Talking about young artists, you became also a big inspiration for them. But, what are your inspirations?
With my experience, I am now able to guide some new artists and help them to find their path. The RA (Royal Academy) gave me also the possibility, together with other artists, to create my own palette of colors, which represent my personality and everything that affects me. In my paintings, in fact, you can barely see all those people and artists that inspired me, such as Lucian Freud ( Freud’s grandson), Monet and James Corrow, but also the Italian ones, Morandi, Campigli and Manzoni painters.
What are your techniques? Tell us about your style.

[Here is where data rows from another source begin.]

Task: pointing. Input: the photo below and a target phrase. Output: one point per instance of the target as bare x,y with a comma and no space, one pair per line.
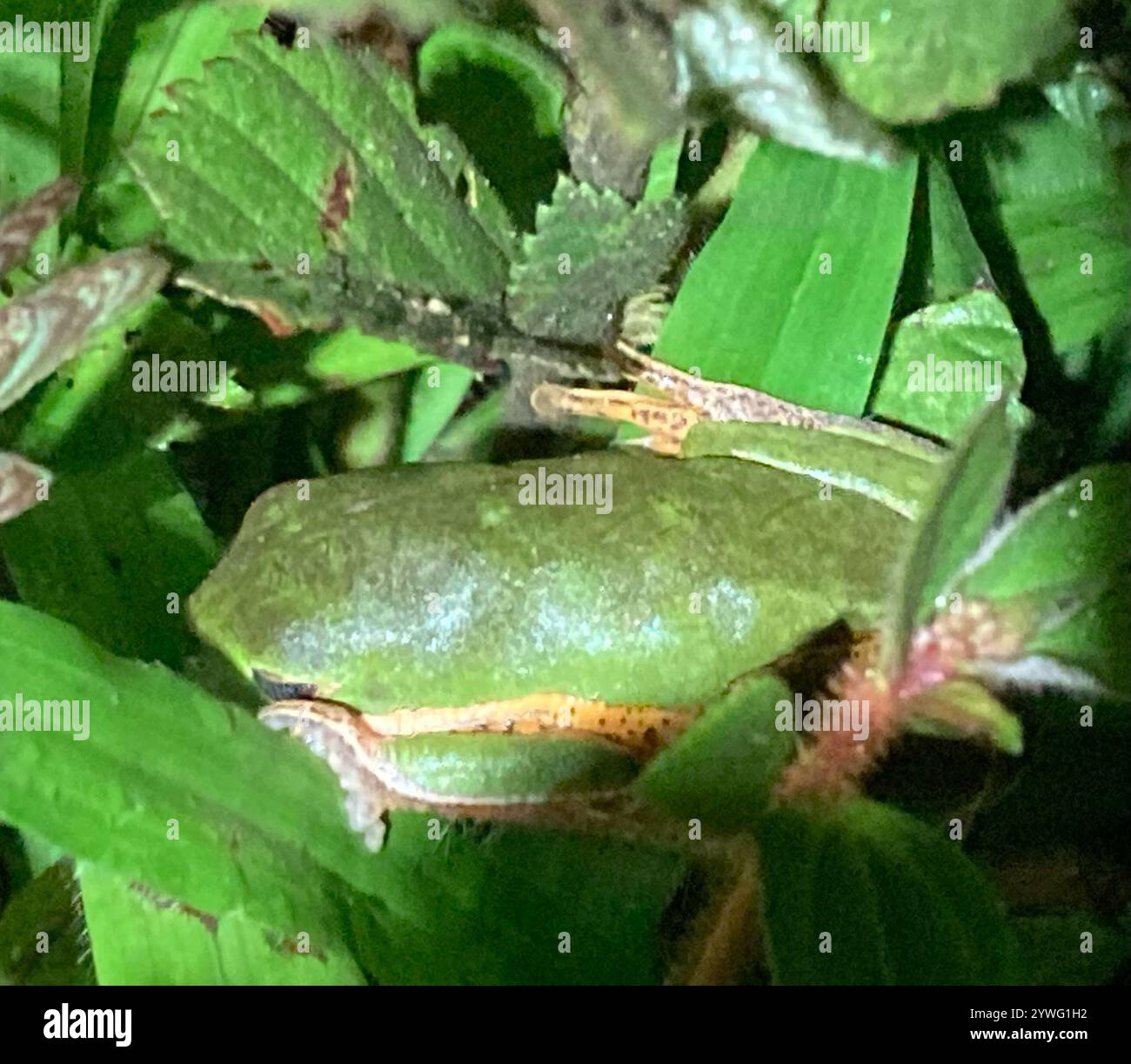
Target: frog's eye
278,689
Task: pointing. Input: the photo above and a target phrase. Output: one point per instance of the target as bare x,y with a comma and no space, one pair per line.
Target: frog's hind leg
675,402
666,421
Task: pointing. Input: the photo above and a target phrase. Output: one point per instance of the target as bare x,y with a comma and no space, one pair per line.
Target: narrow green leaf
796,302
957,263
437,393
1063,204
967,500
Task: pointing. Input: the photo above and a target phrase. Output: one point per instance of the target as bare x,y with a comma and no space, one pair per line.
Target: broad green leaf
109,548
967,500
1067,539
358,192
923,57
139,938
860,893
723,770
42,938
592,250
347,358
1094,639
794,300
174,45
478,79
947,361
199,802
1067,559
900,478
733,51
437,393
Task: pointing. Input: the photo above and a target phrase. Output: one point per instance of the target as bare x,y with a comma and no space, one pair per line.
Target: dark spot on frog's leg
278,689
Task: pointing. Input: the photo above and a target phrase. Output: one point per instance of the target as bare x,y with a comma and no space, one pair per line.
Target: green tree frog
474,637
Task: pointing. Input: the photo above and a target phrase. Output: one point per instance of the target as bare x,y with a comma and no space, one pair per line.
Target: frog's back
451,585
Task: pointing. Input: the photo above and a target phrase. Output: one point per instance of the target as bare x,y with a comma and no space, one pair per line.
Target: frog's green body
436,586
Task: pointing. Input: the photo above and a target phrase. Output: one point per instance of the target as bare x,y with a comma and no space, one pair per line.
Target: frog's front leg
493,760
641,729
331,733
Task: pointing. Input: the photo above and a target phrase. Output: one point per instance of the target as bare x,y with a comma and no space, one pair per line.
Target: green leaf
957,264
898,902
77,82
1060,197
947,361
174,45
960,709
924,57
760,305
732,51
723,770
592,250
140,938
967,500
358,184
108,550
1070,537
478,80
1067,558
437,393
19,483
30,121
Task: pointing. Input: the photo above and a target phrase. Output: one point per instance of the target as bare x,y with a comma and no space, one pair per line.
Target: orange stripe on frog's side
641,728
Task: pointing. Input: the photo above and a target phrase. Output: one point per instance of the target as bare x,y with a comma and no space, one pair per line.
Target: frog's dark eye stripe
278,690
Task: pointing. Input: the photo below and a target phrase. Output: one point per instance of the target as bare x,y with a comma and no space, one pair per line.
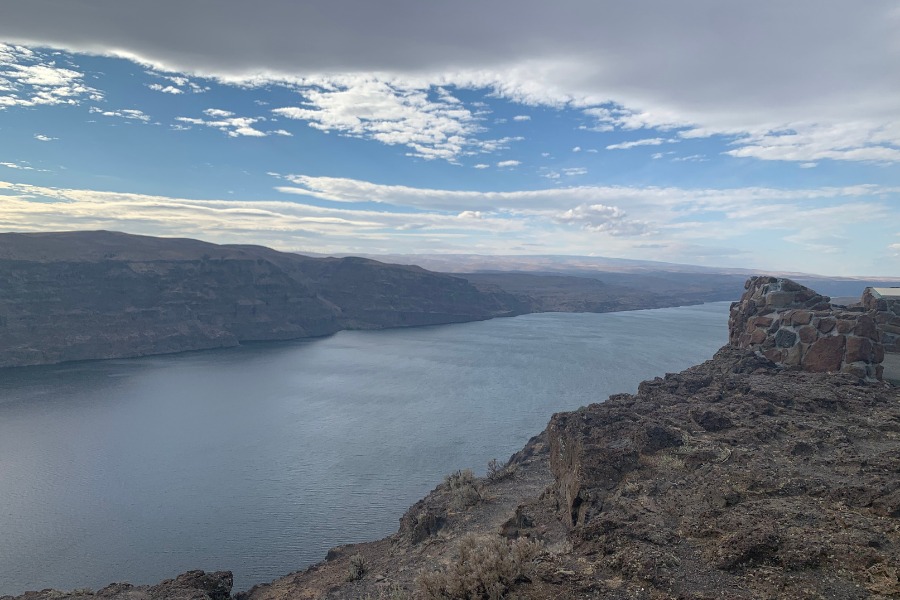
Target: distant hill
87,295
99,294
667,279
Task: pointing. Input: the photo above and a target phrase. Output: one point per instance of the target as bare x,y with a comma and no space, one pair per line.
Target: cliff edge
737,478
88,295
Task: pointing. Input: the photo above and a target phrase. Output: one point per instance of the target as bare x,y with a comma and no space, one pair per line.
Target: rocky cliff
86,295
737,478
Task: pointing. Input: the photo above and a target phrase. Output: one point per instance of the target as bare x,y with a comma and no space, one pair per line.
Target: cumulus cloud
636,143
602,218
820,68
165,89
125,113
20,166
31,78
227,122
427,119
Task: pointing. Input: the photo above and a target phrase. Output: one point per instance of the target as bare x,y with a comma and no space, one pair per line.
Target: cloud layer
806,81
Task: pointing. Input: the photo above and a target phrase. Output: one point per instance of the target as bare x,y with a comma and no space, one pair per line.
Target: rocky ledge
737,478
99,294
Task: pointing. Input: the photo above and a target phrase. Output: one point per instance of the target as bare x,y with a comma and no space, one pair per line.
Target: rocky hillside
87,295
738,478
733,479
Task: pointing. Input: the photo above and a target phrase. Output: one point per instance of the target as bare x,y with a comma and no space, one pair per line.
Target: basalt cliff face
737,478
88,295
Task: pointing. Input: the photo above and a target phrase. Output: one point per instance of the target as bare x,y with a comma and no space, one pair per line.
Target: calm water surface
259,459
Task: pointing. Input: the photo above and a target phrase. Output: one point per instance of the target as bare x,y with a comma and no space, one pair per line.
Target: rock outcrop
793,326
88,295
738,478
886,312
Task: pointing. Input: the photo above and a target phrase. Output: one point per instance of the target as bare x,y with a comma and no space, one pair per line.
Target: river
258,459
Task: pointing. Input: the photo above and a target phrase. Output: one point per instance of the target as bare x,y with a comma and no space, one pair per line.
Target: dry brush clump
486,569
498,472
464,489
356,567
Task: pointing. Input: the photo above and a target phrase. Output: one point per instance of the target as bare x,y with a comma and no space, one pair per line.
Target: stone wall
793,326
886,312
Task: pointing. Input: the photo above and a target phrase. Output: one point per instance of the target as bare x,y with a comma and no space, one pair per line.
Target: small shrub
498,472
356,568
464,489
486,569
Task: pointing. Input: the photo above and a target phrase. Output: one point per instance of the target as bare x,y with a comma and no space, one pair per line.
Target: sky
761,135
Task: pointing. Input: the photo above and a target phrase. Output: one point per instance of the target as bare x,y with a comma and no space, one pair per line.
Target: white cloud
227,122
432,125
179,84
604,219
21,167
654,223
823,68
125,113
636,143
165,89
29,78
218,113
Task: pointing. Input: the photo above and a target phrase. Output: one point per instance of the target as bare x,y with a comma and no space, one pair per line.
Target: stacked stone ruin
886,312
795,327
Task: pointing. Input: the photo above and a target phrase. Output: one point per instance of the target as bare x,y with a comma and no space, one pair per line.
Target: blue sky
763,136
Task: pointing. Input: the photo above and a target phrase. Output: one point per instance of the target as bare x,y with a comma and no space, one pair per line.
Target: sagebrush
486,568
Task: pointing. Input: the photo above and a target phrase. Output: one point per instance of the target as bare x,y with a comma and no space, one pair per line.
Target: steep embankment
733,479
87,295
737,478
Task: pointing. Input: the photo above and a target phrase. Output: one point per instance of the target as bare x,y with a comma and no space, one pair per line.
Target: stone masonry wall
886,312
794,326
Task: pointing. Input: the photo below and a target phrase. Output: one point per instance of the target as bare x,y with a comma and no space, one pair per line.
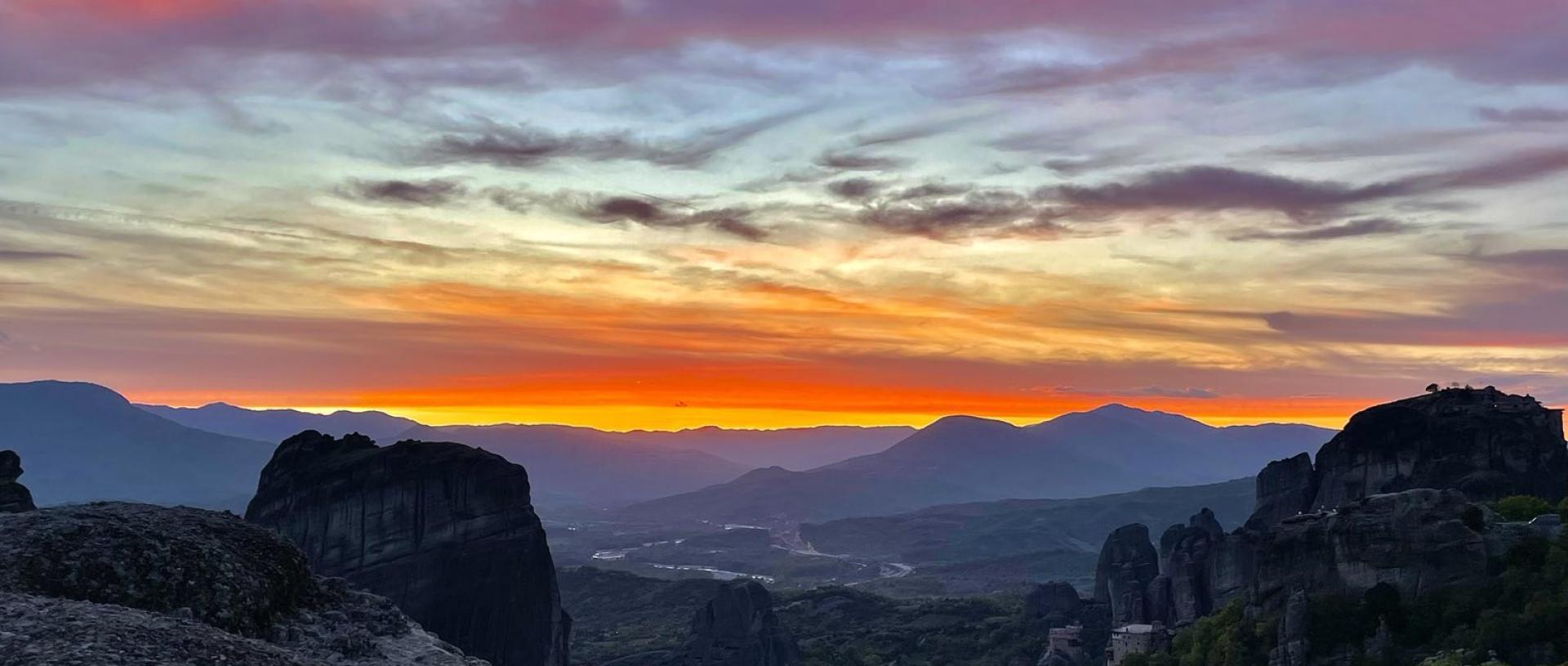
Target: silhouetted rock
87,444
1128,565
225,572
1291,646
1285,489
737,628
1414,541
1482,442
1187,553
444,530
1056,602
141,585
13,495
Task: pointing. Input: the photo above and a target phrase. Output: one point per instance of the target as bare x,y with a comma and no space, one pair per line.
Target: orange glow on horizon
640,417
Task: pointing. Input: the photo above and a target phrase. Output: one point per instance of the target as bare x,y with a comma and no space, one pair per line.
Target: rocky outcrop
1484,442
446,531
143,585
737,628
1128,565
1416,541
1285,489
1479,440
1054,602
211,565
1291,646
1187,555
13,495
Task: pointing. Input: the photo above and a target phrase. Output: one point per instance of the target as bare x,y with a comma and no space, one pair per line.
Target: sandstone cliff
1128,565
446,531
1482,442
13,495
736,627
1388,502
141,585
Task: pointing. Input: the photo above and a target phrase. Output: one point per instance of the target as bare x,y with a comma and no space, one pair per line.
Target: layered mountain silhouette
83,442
281,424
960,459
792,448
590,467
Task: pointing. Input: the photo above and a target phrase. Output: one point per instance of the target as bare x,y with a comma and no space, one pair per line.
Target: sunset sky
742,212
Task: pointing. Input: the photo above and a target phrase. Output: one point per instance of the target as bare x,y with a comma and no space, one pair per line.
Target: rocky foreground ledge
115,583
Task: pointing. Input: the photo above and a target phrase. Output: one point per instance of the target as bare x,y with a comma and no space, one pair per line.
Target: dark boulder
1285,489
1054,602
1187,561
1414,541
218,569
444,530
1482,442
13,495
1291,645
737,627
141,585
1128,565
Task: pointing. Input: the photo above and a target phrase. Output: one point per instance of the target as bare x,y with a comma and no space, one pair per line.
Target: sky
761,214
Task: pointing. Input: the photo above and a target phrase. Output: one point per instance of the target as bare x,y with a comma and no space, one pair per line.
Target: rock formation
1291,646
1484,442
737,628
1479,440
13,495
1128,565
1414,541
446,531
1054,602
1186,586
1285,489
145,585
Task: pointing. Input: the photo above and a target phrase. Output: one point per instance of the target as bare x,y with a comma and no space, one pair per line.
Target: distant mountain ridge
588,467
959,459
279,424
83,442
794,448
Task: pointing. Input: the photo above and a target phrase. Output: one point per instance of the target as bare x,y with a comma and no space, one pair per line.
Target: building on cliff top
1136,640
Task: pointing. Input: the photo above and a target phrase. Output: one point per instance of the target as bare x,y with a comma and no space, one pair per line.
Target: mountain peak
964,422
1118,407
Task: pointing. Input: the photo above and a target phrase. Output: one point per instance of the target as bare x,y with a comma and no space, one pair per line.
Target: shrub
1521,507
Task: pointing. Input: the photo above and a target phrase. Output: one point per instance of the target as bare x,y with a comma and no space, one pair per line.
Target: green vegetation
1518,619
1523,507
845,627
1225,638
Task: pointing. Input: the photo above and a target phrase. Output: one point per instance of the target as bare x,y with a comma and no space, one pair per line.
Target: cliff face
446,531
1482,442
13,495
141,585
1385,504
1285,489
1186,586
737,628
1414,541
1128,565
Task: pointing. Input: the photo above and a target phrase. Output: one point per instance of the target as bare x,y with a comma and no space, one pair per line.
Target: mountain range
218,449
83,442
961,459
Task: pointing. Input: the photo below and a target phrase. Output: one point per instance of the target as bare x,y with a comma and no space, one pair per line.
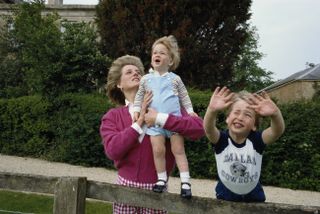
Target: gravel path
200,187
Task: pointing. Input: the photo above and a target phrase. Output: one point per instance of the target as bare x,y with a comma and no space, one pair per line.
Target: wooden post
70,195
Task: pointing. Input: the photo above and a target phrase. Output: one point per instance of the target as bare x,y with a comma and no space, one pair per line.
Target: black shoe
186,193
160,188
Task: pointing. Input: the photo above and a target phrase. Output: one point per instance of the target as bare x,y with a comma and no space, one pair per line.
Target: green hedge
68,131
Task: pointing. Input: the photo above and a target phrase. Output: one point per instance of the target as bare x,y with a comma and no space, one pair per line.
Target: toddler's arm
139,99
184,97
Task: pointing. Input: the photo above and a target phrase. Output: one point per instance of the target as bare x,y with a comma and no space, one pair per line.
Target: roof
312,73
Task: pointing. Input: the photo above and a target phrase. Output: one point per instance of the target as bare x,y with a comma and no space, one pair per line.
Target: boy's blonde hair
245,96
114,75
170,42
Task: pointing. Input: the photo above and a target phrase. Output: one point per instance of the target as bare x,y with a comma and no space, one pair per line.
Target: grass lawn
17,202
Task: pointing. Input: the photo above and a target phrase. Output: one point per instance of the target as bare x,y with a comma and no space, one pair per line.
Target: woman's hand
150,117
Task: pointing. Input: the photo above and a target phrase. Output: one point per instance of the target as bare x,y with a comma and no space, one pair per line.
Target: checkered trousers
119,208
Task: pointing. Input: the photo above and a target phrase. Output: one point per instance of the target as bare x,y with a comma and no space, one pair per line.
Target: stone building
72,13
301,85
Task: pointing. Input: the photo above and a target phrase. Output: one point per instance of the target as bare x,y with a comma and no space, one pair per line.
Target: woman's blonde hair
114,75
171,44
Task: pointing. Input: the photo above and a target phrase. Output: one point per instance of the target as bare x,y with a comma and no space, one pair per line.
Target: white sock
162,176
185,176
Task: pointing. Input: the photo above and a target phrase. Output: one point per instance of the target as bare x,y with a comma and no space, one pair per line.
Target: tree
209,33
247,73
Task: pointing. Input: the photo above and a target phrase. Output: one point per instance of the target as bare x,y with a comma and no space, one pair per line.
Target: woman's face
130,78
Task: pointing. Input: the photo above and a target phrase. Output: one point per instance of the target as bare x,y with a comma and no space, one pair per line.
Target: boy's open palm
263,105
221,99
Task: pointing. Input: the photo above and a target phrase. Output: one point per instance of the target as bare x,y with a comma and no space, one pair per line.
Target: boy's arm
264,106
276,128
220,100
209,125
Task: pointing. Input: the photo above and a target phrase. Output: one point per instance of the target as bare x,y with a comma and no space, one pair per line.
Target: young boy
238,150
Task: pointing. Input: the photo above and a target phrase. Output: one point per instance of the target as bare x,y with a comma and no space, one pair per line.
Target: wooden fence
70,194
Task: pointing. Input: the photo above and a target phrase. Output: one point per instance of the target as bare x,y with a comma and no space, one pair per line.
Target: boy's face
241,119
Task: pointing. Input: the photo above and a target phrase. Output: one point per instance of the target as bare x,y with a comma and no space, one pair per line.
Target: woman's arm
188,126
117,142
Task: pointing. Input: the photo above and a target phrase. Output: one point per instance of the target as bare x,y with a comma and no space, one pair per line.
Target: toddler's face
241,119
160,59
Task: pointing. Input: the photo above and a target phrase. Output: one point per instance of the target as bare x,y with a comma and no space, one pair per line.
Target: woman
125,142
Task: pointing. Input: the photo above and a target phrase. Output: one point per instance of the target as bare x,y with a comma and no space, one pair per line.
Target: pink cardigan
134,160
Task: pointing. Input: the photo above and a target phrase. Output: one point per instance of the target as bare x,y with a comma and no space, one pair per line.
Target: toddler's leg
177,147
159,152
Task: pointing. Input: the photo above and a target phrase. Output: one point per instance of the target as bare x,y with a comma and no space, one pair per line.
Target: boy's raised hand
263,105
220,99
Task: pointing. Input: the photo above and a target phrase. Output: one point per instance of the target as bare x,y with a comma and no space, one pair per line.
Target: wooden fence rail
70,194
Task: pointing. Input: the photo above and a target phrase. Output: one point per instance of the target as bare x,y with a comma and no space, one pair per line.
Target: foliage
75,124
247,73
68,131
210,34
294,161
24,127
44,59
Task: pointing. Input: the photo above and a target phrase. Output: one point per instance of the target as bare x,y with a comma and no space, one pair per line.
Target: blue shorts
154,131
256,195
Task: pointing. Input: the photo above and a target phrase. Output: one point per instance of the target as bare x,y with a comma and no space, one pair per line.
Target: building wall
294,91
73,13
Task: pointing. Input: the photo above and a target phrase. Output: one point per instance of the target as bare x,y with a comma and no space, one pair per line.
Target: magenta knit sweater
134,160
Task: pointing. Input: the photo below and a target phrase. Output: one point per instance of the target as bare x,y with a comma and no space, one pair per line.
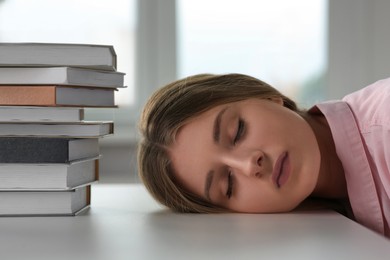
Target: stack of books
48,153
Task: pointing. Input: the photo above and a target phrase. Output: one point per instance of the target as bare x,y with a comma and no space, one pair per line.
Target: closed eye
240,130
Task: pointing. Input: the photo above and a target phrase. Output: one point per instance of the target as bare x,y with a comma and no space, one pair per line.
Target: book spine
34,150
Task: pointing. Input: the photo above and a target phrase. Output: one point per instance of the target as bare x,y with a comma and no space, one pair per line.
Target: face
252,156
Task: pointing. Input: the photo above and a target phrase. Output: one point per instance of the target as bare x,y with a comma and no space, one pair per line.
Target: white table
125,223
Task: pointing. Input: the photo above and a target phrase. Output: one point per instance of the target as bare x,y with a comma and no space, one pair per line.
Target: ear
277,100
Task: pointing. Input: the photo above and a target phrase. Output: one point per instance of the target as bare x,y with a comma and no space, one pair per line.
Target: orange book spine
28,95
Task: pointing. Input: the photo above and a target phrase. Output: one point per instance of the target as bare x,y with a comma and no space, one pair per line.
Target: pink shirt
360,126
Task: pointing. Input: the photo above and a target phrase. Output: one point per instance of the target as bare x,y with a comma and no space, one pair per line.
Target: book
84,129
30,203
101,57
63,176
46,150
61,76
56,96
33,114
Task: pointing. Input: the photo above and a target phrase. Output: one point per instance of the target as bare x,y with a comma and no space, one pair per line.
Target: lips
281,170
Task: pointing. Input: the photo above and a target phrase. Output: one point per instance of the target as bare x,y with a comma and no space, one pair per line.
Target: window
281,42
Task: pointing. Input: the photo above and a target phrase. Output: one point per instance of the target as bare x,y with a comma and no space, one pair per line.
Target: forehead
192,149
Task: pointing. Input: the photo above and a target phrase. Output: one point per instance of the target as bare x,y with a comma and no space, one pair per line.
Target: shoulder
371,105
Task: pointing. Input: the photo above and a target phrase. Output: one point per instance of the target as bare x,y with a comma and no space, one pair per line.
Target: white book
58,54
61,76
32,114
85,129
30,203
55,176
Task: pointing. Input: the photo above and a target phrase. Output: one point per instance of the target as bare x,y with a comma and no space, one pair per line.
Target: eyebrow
217,126
209,180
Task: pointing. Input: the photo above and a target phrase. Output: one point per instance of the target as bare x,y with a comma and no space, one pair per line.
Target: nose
249,163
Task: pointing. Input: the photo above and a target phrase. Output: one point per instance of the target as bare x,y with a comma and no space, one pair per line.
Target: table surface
124,222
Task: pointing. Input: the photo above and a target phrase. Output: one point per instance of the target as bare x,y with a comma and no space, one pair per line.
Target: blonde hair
171,107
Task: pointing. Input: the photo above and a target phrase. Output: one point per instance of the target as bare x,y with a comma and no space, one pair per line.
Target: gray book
48,176
84,129
46,150
30,203
101,57
61,76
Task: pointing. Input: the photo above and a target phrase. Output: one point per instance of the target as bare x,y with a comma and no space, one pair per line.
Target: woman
232,143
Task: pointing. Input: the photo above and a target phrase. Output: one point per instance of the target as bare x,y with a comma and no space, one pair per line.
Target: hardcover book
46,150
30,203
56,96
101,57
84,129
37,114
45,176
61,76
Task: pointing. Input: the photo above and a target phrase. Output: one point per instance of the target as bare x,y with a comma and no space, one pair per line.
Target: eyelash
240,131
229,190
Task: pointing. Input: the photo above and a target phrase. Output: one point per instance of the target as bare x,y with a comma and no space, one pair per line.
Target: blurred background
311,50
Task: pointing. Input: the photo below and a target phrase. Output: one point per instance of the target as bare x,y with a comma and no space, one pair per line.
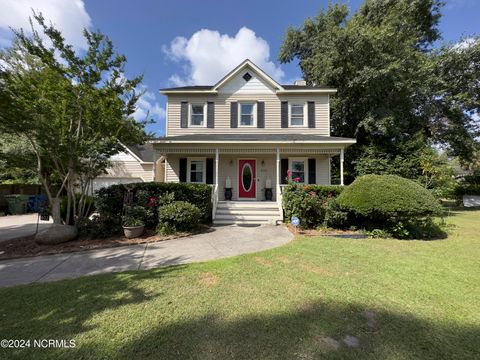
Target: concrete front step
247,204
246,212
269,212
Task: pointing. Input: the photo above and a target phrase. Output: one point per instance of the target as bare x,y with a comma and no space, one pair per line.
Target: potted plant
133,221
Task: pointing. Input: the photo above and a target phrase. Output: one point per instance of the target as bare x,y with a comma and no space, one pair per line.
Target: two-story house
246,135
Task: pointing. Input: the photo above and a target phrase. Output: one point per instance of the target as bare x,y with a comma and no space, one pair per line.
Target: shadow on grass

I describe myself as a “Silver painter”: I always use neutral colors, I have my personal range of shades, other painters have their own, it’s a matter of “language”: it is based on your personality and the circumstances around you. Colors show what you are, for this reason, the first thing an artist has to do is finding his own language. Moreover, I like to make a little contrast, by putting some warm spots in my paintings, to lift up my works. I love to paint in winter: you can see the structure of the trees and the sequences of contrasts, the contre-jour effect made by the lights; to me, working through tone is important, the relationship between the natural light of the sky and the shadow of the buildings is something that excites me. It is not that easy to make a work, as you have to paint quickly, but, you know, you give your best when you paint completely intuitively, when you have the sensation of being touched: art is about being touched, and I think I am “the last impressionist”.